La situación por la pandemia es complicada en todo el mundo, pero, a mi parecer, aquellos que nos encontramos lejos "de casa" vivimos este momento con un grado extra de preocupación. La falta de información o la dificultad para localizar fuentes válidas complican bastante cualquier decisión sobre qué, cuándo y cómo actuar.


Ante las noticias que circulaban desde hacía un tiempo por Camboya sobre una posible expulsión de los extranjeros bloqueados en el país, el pasado domingo escribí un correo a la embajada de España en Bangkok solicitando información. A primera hora de ayer recibía la respuesta:


“Camboya sigue extendiendo de manera automática y gratuita los visados de los extranjeros, hasta nueva orden. En caso de que cambie la situación informaremos en nuestra web y en redes sociales. Seguimos a su disposición para cualquier otra cosa que necesite”, decía textualmente el correo.

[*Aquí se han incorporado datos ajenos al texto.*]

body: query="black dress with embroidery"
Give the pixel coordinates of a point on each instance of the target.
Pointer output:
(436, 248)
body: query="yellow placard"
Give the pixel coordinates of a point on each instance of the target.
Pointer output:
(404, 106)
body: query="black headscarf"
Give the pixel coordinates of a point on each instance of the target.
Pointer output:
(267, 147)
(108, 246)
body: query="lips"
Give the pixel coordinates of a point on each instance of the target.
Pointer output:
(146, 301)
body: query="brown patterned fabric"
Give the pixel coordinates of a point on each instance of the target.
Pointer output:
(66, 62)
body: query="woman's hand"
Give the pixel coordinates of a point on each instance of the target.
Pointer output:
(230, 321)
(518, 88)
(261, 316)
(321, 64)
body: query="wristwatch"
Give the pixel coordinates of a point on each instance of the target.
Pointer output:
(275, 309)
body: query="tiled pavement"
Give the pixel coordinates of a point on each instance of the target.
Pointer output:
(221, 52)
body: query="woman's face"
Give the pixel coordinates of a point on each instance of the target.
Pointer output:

Seguimos lidiando con la infección, pero estamos descansados, preparados para lo que venga y más tranquilos con esta noticia.


La primera semana de septiembre, Khmaw y yo completábamos la vuelta a Camboya en este reinicio de la vuelta al mundo. Ilusos nosotros, guiados por los rumores de entonces, esperábamos la pronta apertura de la frontera terrestre de Tailandia, Laos o Vietnam.


Volvemos a la ruta. Volvemos a ver el mundo en bicicleta.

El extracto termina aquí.